BELGRADE, Serbia – Serbs seem poised this weekend to re-elect a reformist who arrested Bosnian Serb general Ratko Mladic, rejecting a nationalist promising closer ties with Russia — in a sign that the troubled Balkan nation is edging away from its 1990s war legacy.
Boris Tadic, who championed Serbia's bid to become a member of the European Union, was leading the polls against former right-wing extremist Tomislav Nikolic, days ahead of the key presidential runoff on Sunday.
Tadic was half a percent ahead of Nikolic in the first round of voting on May 6, while Nikolic's Progressive Party won the most votes for parliament. Nationalists claimed the vote was rigged — a charge that is fueling fears of possible violence in the runoff.
The outcome is critical for Serbia's hopes of moving toward EU membership and shaking off its image as an international pariah from the 1990s' Balkans wars under late strongman Slobodan Milosevic.
Tadic led Serbia's EU bid when it became a candidate for entry in March, following the long-awaited arrest of Mladic and former Bosnian Serb leader Radovan Karadzic. His government turned the two over to a U.N. tribunal in the Netherlands to face genocide charges for their role in the 1992-95 Bosnian war.
Both Mladic and Karadzic had long been untouchable as heroes to Serbia's nationalists — including Nikolic — who organized violent protests against Karadzic's arrest in 2008. Tadic handed over Mladic last year, after police tracked him down to a cousin's house north of Belgrade. The former general is accused of orchestrating the slaughter of 8,000 Muslim men and boys at Srebrenica, Europe's worst massacre since World War II.
A year later, it appears that Serbia has moved on.
As Mladic's genocide trial started in the Hague tribunal this week, it caused no stir in Serbia, with media only carrying brief reports from the courtroom. Mladic was largely ignored in campaigning by the presidential candidates, who focused on economic problems instead.
"That (war crimes) is no longer a topic," said Natasa Kandic, a leading human rights activist in Serbia. She added that "Mladic was the topic when Serbia was under pressure to arrest him."
Tadic has built his presidential bid around his pro-EU policies, but his biggest problem remains the economic downturn and corruption within the ruling elite. Faced with the global financial crisis, which slowed down much needed foreign investments, Tadic's government has seen massive job losses and plummeting living standards.
Nikolic, who narrowly lost two earlier presidential votes against Tadic, claims to have shifted from being staunchly anti-Western to pro-EU, and says that he wants Serbia both "in the West and the East." Nikolic has close ties with Russia and has even in the past envisaged Serbia as a Russian province.

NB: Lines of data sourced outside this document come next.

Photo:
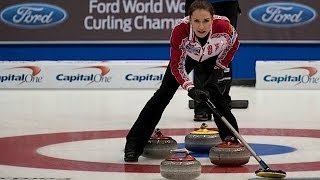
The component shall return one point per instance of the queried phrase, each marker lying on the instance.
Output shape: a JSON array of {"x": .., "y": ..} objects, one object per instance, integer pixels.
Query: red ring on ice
[{"x": 22, "y": 151}]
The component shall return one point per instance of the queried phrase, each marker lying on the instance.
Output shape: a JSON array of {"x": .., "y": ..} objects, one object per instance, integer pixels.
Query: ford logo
[
  {"x": 282, "y": 14},
  {"x": 33, "y": 15}
]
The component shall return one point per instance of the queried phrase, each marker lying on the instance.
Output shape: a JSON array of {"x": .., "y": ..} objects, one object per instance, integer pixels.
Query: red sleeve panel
[
  {"x": 178, "y": 55},
  {"x": 225, "y": 29}
]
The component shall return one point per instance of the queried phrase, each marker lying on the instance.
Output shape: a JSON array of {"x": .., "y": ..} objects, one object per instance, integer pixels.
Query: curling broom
[{"x": 265, "y": 171}]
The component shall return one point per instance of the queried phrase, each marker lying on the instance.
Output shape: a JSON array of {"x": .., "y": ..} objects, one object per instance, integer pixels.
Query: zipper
[{"x": 203, "y": 48}]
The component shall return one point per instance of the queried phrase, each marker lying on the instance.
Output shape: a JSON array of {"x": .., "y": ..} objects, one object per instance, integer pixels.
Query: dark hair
[{"x": 201, "y": 4}]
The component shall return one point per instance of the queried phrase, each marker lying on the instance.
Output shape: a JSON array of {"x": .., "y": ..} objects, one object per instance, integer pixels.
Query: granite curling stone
[
  {"x": 202, "y": 139},
  {"x": 159, "y": 146},
  {"x": 184, "y": 167},
  {"x": 229, "y": 154}
]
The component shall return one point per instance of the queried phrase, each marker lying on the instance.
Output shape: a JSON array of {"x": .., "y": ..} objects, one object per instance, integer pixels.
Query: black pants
[
  {"x": 150, "y": 115},
  {"x": 231, "y": 10}
]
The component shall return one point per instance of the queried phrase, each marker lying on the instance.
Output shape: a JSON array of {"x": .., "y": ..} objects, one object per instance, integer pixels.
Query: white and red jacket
[{"x": 222, "y": 42}]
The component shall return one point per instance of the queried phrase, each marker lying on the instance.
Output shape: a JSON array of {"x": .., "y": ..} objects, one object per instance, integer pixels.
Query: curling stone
[
  {"x": 202, "y": 139},
  {"x": 180, "y": 168},
  {"x": 159, "y": 146},
  {"x": 229, "y": 154}
]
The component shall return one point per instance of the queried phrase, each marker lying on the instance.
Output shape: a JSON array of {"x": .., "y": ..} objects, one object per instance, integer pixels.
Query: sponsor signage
[
  {"x": 82, "y": 74},
  {"x": 288, "y": 75},
  {"x": 147, "y": 21}
]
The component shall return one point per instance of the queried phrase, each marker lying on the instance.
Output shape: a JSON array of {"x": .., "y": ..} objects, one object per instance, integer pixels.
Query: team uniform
[
  {"x": 215, "y": 51},
  {"x": 231, "y": 10}
]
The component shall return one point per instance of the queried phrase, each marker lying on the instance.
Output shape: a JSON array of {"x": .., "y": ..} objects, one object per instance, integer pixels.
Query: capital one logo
[
  {"x": 282, "y": 14},
  {"x": 91, "y": 77},
  {"x": 22, "y": 77}
]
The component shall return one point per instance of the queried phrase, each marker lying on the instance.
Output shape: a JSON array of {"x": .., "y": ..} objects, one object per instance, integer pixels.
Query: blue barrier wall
[{"x": 243, "y": 64}]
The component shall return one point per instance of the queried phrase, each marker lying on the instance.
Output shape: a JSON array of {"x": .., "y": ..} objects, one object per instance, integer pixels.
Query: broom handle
[{"x": 226, "y": 122}]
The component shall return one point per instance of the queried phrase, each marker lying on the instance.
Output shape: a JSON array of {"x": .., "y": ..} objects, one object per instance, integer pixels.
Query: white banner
[
  {"x": 82, "y": 74},
  {"x": 287, "y": 74}
]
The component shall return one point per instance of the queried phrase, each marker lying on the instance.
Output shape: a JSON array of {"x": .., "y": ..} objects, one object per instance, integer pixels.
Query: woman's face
[{"x": 201, "y": 21}]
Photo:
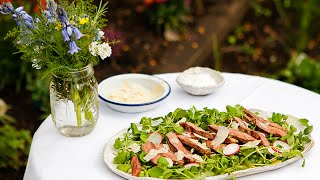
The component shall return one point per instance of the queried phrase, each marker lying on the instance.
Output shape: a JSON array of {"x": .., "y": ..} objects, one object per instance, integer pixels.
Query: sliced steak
[
  {"x": 175, "y": 142},
  {"x": 241, "y": 136},
  {"x": 194, "y": 144},
  {"x": 136, "y": 165},
  {"x": 220, "y": 147},
  {"x": 256, "y": 134},
  {"x": 195, "y": 129}
]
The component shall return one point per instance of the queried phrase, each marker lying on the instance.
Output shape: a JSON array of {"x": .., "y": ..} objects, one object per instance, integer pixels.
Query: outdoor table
[{"x": 56, "y": 157}]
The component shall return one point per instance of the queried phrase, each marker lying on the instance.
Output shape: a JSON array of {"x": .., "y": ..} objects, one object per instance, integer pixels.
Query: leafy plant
[
  {"x": 302, "y": 71},
  {"x": 14, "y": 143},
  {"x": 168, "y": 15}
]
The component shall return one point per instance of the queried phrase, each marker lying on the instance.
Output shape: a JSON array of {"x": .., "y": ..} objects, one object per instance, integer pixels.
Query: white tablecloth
[{"x": 56, "y": 157}]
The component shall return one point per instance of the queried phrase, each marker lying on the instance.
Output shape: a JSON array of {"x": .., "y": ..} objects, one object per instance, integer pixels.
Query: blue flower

Nikolic's populism has struck a chord with voters, who warmed to his criticism of widespread social injustice and corruption in Serbia and promises of jobs, financial security and billions of dollars in foreign investment.
A pre-election survey by Ipsos Strategic Marketing agency published last week, gave Tadic 52 percent over Nikolic's 48. Tadic's camp is also likely to form the next government together with third-placed Socialists — once-Milosevic's party — which has allied with Tadic.
Tensions soared last week when Nikolic accused Tadic's camp of election fraud during the general vote on May 6. He alleged that reformists had printed extra ballots and tampered with voters' lists to rob him of half a million votes — a claim dismissed by both the election authorities and the state prosecutor.
If he wins, Tadic will have a chance to push forward Serbia's EU bid and try to win a date for opening accession talks. The new government also must introduce painful economic reform and move to root out corruption in order to move closer to EU membership.
Tadic has also overseen a more conciliatory stance toward Serbia's neighbors and former Balkan war foes, including Kosovo, the former province which split in 2008.
Nikolic has said he would abandon the EU plan if it means that Serbia must give up the claim on Kosovo, and he has forged an alliance with the staunchly anti-EU party of former premier Vojislav Kostunica.
In a pre-election debate on Wednesday, Nikolic urged voters to "punish Tadic for unfulfilled promises."
"Sunday is our last chance for change!" he said on state television.
Tadic called for stability so that Serbia can move forward in its EU bid. He accused Nikolic of fueling instability and possible violence with his allegations of vote rigging.
"May 20 will be a referendum over which way Serbia will take, whether it will go straight to the EU or take a turn or two," Tadic said. "I believe that the only way forward for Serbia is toward the European Union."